WHAT IS BANDHANI?
The word Bandhani/ Bandhni comes from the Hindi/ Sanskrit words ‘Bandhna’ and ‘Bandha’, meaning ‘tying’ or ‘to tie’. Bandhej is a variation of this word. Bandhani refers to the traditional Indian ‘tie and dye‘ art (resist-dyeing technique that uses impermeable threads for tying), used to produce beautiful, fine circular patterns on fabrics.
HOW OLD IS THE TECHNIQUE?
Bandhani is an ancient art. Earliest references to this technique of picking the cloth with finger-nails and tying, before dyeing, are found in Indus Valley Civilization records, dating back to 4000 B.C. Even the Buddhist paintings, dating back to the 6th Century, in the famous Ajanata Caves have Bandhani references. Texts dating back to the times of Alexander – the great also extolled Indian Bandhani.
WHAT IS BANDHANI USED FOR?
Bandhani is used to create attractive, unique patterns and designs on fabrics. Women in rural areas earlier used simple Bandhej techniques to give special vibrance to their modest clothes. Today, finished Bandhani products are much in demand in the apparel industry. Sarees, ghagras, dress materials, dupattas, shawls, turbans and even western silhouettes are created using the fabric crafted with Bandhej. It is also used in bed linen, curtains and upholstery.
WHO PRODUCES BANDHANI?
Bandhani is an Indian hand-done textiles-art/ craft, generally carried out by skilled Bandhani artisans, dyers and workers as well as experienced families involved traditionally in the craft. Many women and young girls in Bandhani centres tie fabrics, sometimes pre-traced with designs, to create bandhani. These are, then, dyed, re-tied and re-dyed by the men-folk of the family. Bandhani is a major textiles-craft industry, though it is still small in scale and relies heavily on time-consuming, traditional techniques and processes.
WHICH DYES ARE USED IN BANDHANI?
Bandhani is crafted using a hand technique, hence the used of heavy-duty industrial dyes and dye-stuffs is limited or absent. Initially, Bandhej was done using only natural dyes like Indigo or colours extracted from plant roots, vegetables, flowers and leaves. With time, man-made chemical dyes were introduced in Bandhani making. These dyes give vibrant colours, and are faster. Most Bandhani fabrics, nonetheless, lose colour on washing, as there is a good amount of re-dyeing involved. Today, a just mix of natural and synthetic dyes is used to dye Bandhanis.
WHAT KIND OF BASE IS NEEDED FOR BANDHANI?
Bandhani needs a resilient base, as the fabric is subjected to intricate tying and multiple rounds of dyeing. This fabric must also be able to withstand the stretching, while opening/ unraveling knots. The base fabric must also be absorbent, so as to satisfactorily absorb colours, during the hand-dyeing process.

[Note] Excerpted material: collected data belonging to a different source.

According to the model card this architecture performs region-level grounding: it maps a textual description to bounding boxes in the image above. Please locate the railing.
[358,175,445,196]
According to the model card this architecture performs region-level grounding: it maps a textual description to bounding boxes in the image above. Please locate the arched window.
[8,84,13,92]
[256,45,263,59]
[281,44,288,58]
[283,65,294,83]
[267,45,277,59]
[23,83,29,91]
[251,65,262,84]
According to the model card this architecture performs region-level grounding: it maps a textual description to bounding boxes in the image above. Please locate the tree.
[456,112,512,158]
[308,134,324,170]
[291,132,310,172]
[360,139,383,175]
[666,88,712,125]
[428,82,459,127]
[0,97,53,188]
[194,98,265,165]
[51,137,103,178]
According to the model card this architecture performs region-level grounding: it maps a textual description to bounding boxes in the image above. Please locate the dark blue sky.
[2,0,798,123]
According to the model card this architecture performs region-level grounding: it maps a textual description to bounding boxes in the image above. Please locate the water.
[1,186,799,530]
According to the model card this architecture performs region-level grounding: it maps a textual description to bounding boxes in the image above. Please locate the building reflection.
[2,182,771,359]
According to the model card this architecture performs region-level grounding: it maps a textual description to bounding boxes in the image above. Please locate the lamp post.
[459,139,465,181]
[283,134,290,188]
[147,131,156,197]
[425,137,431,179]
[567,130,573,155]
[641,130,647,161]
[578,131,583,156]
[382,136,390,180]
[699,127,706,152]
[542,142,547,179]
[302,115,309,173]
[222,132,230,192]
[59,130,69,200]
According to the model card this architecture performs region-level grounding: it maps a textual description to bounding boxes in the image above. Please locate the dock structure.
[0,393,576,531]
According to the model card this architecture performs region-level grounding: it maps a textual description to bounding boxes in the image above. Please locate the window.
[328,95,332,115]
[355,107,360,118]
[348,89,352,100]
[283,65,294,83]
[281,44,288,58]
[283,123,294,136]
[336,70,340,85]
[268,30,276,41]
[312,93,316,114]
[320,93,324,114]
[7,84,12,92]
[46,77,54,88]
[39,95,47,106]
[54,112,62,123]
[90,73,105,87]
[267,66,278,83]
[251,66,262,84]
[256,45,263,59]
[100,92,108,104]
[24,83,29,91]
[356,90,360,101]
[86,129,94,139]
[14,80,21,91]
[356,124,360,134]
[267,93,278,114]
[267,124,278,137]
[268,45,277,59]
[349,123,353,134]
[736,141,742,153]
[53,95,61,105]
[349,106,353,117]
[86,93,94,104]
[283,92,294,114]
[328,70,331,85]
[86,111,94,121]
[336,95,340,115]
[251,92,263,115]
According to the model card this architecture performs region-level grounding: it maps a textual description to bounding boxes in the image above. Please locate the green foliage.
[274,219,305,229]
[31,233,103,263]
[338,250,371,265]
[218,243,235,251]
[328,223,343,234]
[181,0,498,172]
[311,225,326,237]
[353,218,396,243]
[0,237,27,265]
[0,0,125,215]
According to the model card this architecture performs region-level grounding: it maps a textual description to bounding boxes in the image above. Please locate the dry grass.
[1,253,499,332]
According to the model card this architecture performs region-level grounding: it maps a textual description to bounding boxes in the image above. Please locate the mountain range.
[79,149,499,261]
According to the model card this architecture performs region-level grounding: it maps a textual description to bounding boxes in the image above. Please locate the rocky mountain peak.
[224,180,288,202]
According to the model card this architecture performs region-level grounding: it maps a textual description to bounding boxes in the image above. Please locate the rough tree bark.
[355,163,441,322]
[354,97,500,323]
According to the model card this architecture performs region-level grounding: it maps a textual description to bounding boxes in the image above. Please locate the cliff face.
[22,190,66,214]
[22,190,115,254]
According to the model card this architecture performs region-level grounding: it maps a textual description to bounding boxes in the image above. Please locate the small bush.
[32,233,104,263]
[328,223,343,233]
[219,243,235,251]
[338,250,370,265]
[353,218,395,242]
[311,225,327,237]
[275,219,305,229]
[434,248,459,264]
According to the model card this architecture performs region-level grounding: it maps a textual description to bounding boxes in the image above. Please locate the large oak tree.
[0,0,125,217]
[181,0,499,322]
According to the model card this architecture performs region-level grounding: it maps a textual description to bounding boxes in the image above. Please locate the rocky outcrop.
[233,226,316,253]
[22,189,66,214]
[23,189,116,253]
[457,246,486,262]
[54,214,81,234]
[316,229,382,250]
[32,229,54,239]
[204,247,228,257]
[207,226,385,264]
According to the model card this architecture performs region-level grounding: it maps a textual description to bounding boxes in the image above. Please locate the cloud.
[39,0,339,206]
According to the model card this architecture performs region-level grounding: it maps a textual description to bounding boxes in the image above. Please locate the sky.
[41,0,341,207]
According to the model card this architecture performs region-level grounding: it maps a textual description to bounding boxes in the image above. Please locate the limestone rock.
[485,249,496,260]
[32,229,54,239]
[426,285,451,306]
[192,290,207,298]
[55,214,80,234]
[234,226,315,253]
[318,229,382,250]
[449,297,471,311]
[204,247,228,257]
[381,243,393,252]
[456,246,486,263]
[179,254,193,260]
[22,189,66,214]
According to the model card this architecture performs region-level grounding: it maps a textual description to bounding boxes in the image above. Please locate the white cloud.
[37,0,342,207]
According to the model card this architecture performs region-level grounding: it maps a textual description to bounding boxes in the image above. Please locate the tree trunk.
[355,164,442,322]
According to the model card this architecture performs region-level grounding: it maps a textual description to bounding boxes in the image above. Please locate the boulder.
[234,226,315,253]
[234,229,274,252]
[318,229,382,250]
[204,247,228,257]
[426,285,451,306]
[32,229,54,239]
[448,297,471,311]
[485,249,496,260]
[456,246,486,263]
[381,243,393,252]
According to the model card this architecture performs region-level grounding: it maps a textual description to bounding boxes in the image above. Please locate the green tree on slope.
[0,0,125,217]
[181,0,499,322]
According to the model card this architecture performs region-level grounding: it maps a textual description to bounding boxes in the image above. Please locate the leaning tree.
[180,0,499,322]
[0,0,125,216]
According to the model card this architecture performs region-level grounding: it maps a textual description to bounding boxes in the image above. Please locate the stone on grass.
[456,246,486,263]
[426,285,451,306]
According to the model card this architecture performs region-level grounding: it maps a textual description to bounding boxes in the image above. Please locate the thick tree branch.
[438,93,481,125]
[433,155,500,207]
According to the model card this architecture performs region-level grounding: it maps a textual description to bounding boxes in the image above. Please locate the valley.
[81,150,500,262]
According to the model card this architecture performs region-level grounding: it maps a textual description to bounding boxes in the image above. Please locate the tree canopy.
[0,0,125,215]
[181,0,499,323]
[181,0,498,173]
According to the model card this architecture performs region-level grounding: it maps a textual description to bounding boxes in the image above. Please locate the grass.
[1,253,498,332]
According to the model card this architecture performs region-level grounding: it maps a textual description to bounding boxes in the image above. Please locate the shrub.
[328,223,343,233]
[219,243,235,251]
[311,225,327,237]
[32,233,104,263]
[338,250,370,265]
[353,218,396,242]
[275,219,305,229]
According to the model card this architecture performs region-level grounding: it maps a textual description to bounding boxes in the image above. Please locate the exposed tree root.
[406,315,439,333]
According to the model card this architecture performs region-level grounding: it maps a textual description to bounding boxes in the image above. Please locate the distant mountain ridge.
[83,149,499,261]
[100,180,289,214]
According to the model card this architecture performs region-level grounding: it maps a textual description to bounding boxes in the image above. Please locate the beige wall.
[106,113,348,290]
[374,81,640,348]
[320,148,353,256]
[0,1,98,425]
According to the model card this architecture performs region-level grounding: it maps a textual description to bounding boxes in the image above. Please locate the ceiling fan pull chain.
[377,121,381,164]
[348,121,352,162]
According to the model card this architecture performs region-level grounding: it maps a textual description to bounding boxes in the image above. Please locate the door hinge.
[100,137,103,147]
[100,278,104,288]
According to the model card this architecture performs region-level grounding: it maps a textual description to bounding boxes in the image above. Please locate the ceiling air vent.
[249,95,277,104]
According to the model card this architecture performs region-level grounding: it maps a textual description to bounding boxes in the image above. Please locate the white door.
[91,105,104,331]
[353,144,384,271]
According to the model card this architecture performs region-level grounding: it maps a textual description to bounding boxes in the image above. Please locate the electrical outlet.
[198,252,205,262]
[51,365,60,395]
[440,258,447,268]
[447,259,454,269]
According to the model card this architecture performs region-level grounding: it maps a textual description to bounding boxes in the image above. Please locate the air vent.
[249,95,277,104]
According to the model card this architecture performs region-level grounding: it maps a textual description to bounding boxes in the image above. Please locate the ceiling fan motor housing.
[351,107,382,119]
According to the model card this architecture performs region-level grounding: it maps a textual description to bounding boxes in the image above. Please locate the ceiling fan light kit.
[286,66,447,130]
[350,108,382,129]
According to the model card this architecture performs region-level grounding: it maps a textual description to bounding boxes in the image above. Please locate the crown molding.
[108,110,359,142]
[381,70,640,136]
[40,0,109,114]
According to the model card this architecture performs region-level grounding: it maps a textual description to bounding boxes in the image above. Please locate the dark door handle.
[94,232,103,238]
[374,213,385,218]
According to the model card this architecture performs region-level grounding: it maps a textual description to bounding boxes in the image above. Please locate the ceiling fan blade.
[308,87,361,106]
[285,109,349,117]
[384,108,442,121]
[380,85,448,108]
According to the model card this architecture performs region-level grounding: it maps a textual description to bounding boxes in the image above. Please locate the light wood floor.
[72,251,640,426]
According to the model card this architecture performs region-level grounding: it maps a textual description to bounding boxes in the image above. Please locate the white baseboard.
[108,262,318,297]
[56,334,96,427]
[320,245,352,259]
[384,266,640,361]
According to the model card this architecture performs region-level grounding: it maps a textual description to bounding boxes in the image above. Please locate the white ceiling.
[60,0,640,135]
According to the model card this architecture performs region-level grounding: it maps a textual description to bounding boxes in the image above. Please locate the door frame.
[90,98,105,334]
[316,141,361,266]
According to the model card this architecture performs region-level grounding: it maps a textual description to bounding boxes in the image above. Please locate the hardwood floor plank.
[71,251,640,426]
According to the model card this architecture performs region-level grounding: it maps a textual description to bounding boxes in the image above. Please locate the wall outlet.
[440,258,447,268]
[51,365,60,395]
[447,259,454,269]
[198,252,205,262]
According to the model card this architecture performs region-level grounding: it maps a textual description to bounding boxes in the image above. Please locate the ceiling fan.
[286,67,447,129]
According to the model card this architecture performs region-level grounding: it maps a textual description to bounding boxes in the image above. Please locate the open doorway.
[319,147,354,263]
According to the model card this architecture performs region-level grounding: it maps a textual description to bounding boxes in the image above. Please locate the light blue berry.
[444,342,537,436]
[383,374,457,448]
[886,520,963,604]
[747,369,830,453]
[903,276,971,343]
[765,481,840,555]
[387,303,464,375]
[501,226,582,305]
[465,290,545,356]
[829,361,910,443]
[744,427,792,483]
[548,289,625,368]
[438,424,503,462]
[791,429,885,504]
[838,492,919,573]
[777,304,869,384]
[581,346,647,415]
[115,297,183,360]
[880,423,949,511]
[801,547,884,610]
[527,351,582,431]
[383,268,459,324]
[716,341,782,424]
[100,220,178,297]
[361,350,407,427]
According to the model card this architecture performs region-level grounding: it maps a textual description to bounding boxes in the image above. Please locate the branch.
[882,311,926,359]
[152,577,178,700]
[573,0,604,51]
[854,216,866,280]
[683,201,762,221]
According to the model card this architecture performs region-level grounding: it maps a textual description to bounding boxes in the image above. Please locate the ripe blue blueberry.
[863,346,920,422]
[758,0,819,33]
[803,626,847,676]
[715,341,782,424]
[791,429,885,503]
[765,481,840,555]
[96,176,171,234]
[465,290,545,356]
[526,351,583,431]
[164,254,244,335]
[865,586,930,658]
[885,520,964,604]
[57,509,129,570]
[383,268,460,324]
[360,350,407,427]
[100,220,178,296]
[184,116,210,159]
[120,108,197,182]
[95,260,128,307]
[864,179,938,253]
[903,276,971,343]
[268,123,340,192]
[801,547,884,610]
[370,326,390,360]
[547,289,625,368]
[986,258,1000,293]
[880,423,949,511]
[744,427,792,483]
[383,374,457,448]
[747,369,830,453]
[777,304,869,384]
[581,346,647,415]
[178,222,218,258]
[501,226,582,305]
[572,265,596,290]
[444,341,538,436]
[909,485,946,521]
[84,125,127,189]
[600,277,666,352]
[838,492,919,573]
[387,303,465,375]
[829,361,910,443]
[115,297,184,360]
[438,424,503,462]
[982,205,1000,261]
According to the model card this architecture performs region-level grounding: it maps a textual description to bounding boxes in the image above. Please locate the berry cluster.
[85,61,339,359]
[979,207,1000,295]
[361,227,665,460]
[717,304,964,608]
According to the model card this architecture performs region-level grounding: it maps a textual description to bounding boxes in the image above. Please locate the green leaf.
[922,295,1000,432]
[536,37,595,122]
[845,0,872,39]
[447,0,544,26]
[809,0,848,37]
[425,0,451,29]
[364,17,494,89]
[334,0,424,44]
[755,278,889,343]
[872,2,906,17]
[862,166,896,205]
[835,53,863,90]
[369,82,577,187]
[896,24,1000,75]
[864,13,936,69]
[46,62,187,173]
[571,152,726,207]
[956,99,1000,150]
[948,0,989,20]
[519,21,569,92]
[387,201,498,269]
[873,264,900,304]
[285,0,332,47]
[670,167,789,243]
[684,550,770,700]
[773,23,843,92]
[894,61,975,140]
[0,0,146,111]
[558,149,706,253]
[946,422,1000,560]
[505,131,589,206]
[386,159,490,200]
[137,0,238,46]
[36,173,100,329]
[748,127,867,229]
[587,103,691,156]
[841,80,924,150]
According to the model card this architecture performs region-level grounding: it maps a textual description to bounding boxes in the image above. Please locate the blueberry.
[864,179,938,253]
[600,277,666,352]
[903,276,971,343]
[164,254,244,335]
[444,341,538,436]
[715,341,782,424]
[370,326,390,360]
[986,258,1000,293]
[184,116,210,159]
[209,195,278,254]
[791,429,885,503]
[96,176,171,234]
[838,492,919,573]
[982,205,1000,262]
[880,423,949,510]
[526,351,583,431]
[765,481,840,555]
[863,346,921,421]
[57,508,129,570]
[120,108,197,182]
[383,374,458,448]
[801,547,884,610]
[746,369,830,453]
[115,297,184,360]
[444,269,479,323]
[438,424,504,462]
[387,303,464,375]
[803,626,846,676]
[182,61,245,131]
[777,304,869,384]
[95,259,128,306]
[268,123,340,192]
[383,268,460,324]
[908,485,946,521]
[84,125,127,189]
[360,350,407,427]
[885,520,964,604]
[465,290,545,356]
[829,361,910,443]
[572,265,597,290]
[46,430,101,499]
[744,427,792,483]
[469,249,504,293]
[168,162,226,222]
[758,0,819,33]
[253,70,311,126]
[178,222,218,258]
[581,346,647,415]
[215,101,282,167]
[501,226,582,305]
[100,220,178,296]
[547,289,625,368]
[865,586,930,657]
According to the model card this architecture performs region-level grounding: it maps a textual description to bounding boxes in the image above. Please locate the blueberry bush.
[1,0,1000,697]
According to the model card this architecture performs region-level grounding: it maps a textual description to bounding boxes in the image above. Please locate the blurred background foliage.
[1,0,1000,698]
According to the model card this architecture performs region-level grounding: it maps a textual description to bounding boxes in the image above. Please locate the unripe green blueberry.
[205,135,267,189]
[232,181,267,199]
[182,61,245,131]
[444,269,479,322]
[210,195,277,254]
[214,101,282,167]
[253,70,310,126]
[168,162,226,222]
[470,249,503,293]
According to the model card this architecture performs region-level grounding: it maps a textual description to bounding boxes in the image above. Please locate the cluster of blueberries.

WHAT ARE GAJI SILK BANDHANI SAREES?
Silk’s lustre and beauty are quite sought, more so in Bandhani sarees, as they are closely associated with auspicious occasions. Since pure silk lacks the tensile strength required for the Bandhani process, fabrics are fortified with poly fibers, cottons etc. The resulting blends are more agile and less expensive. One such poly-silk blend, used avidly to craft Bridal Bandhanis, is Gaji Silk. This base material is thicker, lustrous and smooth, can be dyed in vibrant colours and is strong enough to withstand heavy embellishments like Zari borders, Zardozi embroidery etc. Gujarati Gharcholas, Panetars and Bandhani Wedding Lehenga Cholis are also crafted in gaji silk.
WHAT ARE BANARASI BANDHANI SAREES?
Bandhani sarees with Banarasi brocade borders are called as Banarasi Bandhanis. They generally are made using pure, high quality georgette fabric that is adorned with brocade and Banrasi weave borders. Bandhani done on these expensive sarees is often extremely fine.
TYPES OF BANDHANI PATTERNS?
A single Bandhani dot is called as Ek Dali or Bundi, four are called as Chaubundi and seven are called as Satbundi. Small dots with darker centres are called as Boond, while tear-drop shaped dots are called as Kodi. Patterns or circles appearing in clusters of three are called as Trikunti, while groups of four are called as Chaubasi, and seven are called as Satbandi. Elaborate motifs and designs of leaves, flowers, trees, human figurines are made, by repeating Bandhani dots and patterns. Dungar Shahi (mountain pattern), Laddu Jalebi (Indian sweetmeats) and Leheriya (waves) are other popular Bandhani patterns.